Agriculture employs over half of the country’s workforce, but its contribution to the domestic economy has fallen from 56.5% in 1950-51 to just about 18% now. In other words, even as agriculture’s share in the Indian economy is coming down every year, the number of people dependent on the sector isn’t reducing at the same pace – a case of sharing the pie by the same number of people even as the pie shrinks year after year.
The Prime Minister Narendra Modi detailed ambitious plans to double farmer incomes by 2022. But barring some token gestures like the Rs. 6000 a year for small and marginal farmers, there hasn’t been any policy-level shifts as yet. In fact, things appear to have taken a turn for the worse in five years, with farmers marching to the National Capital demanding better farm gate prices, quick steps to provide relief in case of drought, and loan waivers.
The Congress played the farmer card in the Hindi heartland during last year’s assembly polls, that brought them victories in Madhya Pradesh, Rajasthan and Chhattisgarh.
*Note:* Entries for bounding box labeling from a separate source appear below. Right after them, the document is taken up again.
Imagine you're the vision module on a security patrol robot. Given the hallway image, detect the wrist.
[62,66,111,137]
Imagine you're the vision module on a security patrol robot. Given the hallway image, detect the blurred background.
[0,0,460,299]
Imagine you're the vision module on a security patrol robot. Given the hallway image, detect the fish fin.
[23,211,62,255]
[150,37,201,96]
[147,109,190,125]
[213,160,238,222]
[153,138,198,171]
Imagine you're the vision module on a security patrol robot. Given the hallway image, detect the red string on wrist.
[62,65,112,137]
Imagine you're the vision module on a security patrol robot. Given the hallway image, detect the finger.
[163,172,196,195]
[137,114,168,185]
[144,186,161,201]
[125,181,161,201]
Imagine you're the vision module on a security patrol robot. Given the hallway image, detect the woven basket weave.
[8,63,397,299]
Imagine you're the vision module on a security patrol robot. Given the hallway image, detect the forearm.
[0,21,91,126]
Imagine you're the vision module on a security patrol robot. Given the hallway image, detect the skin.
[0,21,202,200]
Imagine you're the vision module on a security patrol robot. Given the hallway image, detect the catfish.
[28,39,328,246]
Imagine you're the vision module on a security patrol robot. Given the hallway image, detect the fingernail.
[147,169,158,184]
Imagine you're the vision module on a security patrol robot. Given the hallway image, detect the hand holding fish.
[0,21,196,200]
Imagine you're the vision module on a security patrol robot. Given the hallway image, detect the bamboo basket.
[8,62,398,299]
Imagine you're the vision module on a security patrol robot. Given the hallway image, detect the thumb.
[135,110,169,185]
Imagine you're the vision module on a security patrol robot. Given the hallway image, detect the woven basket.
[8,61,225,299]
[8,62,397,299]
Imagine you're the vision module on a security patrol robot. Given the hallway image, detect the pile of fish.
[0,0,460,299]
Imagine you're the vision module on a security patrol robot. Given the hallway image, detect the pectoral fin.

Party president Rahul Gandhi has already promised farm loan waivers, following the centre’s offer of Rs. 6000 to each farmer with less than five acres of holdings.
The first instalment of Rs 2000 from this dole-out was credited to the accounts of farmers recently. But as of now, this represents only a level of tokenism given that government payout accounts for a mere Rs. 500 a month, which is hardly enough to sustain an individual’s food requirement, let alone a farmer’s family needs.
So, what could be some of the things that the new government, irrespective of party affiliations, need to focus on?
Farm sector growth has slipped to 2.51% over the past five years, down from 3.16% during the 10 years of UPA rule. The first step towards giving farm sector a push would be to kickstart the investment cycle in the rural economy.
Providing jobs to the unskilled workers in the villages along with allocation of additional funds for the agriculture sector would be the prescription for bringing the farmers back into the national mainstream. Crop insurance for weather-led harvest failures, and easy loans that keeps the illiterate farmers away from the clutch of land sharks are some monetary steps that can be taken.
However, the most important initiative that would enhance agriculture output and provide remunerative rates to the farmer would be to isolate them from middlemen. This can be achieved only through a concerted focus on providing better storage and transportation facilities for farm produce. Estimates suggest that Indian farmers incur annual losses of Rs.90,000 crore each year post-harvest as a result of inadequate storage and transportation facilities.
There is also a structural problem in terms of income stagnation in the rural sector alongside rapid growth in the rest of the economy. The terms of trade between the rural and urban economy will continue to be a challenge- possibly the single largest impact point in the weeks and months ahead.